Added a small batch of newly-discovered 45s: Belle Meade 1120; Blu-J (aka Blue-J) 303; Bryte 250 (including a contribution by Doris Knoll, of "Ladies Day At The Ball Game" fame); Cowtown 816; Preview 1097 (Rodd doing "Get Wet"); 1739 (Waskey Walls' "Nurse Nurse") and 1743; Film City 2033 and Kondas 113/117. Also, augmented info on Kondas 108/111 (formerly listed as 108) and Cowtown 813. Finally, and most excitingly, we've added to the Jimmy Drake discography a new Nervous Norvus listing, "The Plaster Song" (Embee 117/118), written by Drake's publisher Paul Barrett.
3-28-02:
Added four Jody singles: 9004, 9054 ("Hustle Bustle," pts. 1 & 2), 9083 and 9165 ("Chloe (The Tippy Toe Dancin' Cherokee)" b/w "Hootie (The Wise Old Owl)").
3-25-02:
Australian field rep Gregg Turkington informs us of Film City an EP on yellow vinyl located at a liquidation sale of the National Archives in Canberra. John Ashe, the song-poet, was from Australia, and was also author of a Rod Rogers-recorded concept album about the country's majestic outlying islands (2088). Gregg's find also includes the only motto ever seen on a Film City record: "Top Drawer Songs For Top Line Artists!"
3-22-02:
New field rep Paul Cortese brings us news of Columbine CRH-237.
3-21-02:
Added MSR 2633. Added further info on Jemkl 001, and address info for the label.

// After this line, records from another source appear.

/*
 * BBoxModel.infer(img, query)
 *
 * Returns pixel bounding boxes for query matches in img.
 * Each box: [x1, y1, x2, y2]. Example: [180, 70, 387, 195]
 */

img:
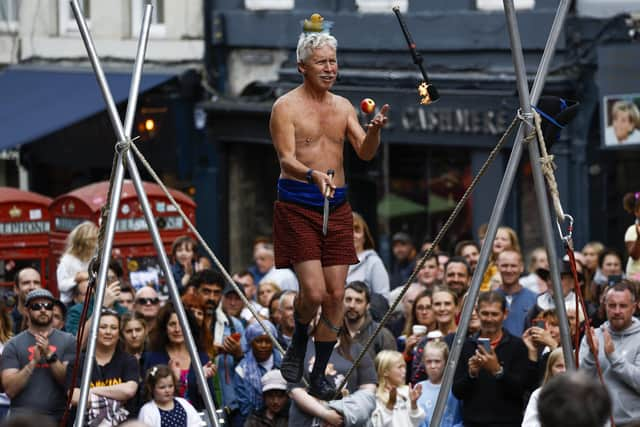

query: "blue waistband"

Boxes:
[278, 178, 347, 207]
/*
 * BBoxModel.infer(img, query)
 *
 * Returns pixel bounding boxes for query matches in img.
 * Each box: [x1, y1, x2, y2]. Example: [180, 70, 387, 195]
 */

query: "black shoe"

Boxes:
[309, 375, 336, 402]
[280, 341, 307, 383]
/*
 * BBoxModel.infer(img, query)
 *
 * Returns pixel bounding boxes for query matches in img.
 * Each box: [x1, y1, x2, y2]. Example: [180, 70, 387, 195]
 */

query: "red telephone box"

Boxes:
[0, 187, 51, 287]
[49, 180, 196, 291]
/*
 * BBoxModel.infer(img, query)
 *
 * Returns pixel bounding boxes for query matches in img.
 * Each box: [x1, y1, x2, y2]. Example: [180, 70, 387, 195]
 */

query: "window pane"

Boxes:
[68, 0, 91, 20]
[0, 0, 20, 22]
[153, 0, 164, 24]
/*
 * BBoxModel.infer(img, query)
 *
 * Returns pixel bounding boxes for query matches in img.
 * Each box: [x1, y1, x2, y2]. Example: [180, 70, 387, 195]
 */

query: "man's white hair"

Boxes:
[296, 33, 338, 64]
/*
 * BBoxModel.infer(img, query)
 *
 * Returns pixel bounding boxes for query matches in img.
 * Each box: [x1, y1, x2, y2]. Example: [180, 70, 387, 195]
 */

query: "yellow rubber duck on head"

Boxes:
[302, 13, 324, 33]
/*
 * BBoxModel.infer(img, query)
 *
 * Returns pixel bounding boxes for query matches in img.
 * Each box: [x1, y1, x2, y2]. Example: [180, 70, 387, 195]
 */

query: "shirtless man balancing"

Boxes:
[270, 33, 389, 400]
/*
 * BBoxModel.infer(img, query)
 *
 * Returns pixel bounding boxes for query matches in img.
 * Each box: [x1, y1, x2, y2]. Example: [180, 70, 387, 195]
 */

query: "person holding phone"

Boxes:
[452, 291, 531, 426]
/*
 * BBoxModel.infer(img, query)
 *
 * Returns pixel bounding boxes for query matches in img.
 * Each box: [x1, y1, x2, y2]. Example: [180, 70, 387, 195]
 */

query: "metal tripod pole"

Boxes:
[71, 0, 218, 427]
[430, 0, 573, 426]
[503, 0, 575, 369]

Added Royal Master LP 5656, featuring the hits "Bo Derek On My Mind" and "Buxom Lady." Those are two different songs.
3-15-02:
Seeing as we've had an MP3 of Thomas Guygax's "During Evening" available on the site for some time now, it seemed only fitting that we include the song in our page of Guygax lyric transcriptions. Thanks to Irwin Chusid for the words, and the initiative.
3-13-02:
Old friend Eric Friedl brings us news from Memphis of the discovery of MSR 632, recently unearthed "in a stack of 45s, mixed in with a bunch of pretty decent soul."
3-6-02:
Added a set of three singles and six albums, which had been lurking undocumented for years in the renegade corner of a major song-poem collection. The new 45s are Preview 1939, Canary 02 and Jemkl 001 (new label); for LPs we have Columbine X-1 ("X" for XMas-themed) and M-30; Rainbow HG-502; Nashco 622; Hollywood Artists HAR-45 and Star-Crest 7700.
2-28-02:
Field rep Andrew Brown supplied further info on Allstar 7100 -- the label's debut release -- thus completing list details for that item.
2-27-02:
The "What Is" page, our official introduction for new visitors as well as primer for song-poem novices, was the very first page ever posted to this site. As such, it has grown increasingly shopworn as the years have passed. Today we have finally gotten around to revising it, with a new essay written from scratch by AS/PMA curator Phil Milstein, as well as some new graphics (while retaining the image of Rodd's smiling face). In recognition of the fact that its rather windy 2000-plus word count might prove counterproductive to the page's mission, we've added a condensed version in pop-up format. The new essay is entitled "What Is This 'Song-Poem'?" We hope that even long-time visitors will find it of interest.
2-25-02:
Today we make available a sparkling set of 17 new MP3s, courtesy of ace field rep John Fitzpatrick. Highlights include both sides of a brilliant Mayhams Collegiate 45; "Joedy Is A Wise Guy"; Rod [sic] Keith's "Get Down And Wiggle It A Little," a label scan of which we've used to tantalize you with for some time now; W.L. Horning's demented "Rockin & Rollin'"; two more Cara Stewart/Lee Hudson gems; and "I Got A Record," Margaret Flenory's wonderful tribute to the song-poet's thrill. One cut, "An Unpredictable Girl Like Julia," is in LPs batch #10; the rest are in 45s batch #12. Happy listening.
2-21-02:
Field rep Narkspud reports the find of three mid-'70s MSR albums, 239, 250 and 252. The latter two are both Christmas-themed, and include between them such guaranteed gems as "Santa And The Seal," "Misery And Money," "Can't Santa Come In The Summer," "A Man Called Santa Claus," "How Do You Do, Miss Christmasstime," "A Thin Santa Claus" and Sgt. Gregory L. Rice's desperate "All I Want For Christmas Is A Friend."
2-19-02:
Repaired a glitch at the end of one of the new MP3s, "I Am Going To Where Jesus Is." See 2-13-02 below for location information.
2-13-02:
Ace Chicago-area field rep Bob Purse has provided a large and splendid batch of 20 (count 'em) new MP3s, 19 of which are downloadable from 45s batch #11 and one located at LPs batch #10 of the MP3 page. Bob's presentation includes the MP3 debut of the Les Paul and Mary Ford of the song-poem set, Cara Stewart and Lee Hudson; a really screwed-up vocal overdub by Halmark; and Dolly-O Curran's "Lady Off Pedestal At Notre Dame," which is cherished by all who have heard it. And some memorable lyric zingers, such as:
- "Christopher Columbus And The Compass" (by renowned song-poet Chester T. Finley): "Christopher Columbus / He is nobody's dumbus."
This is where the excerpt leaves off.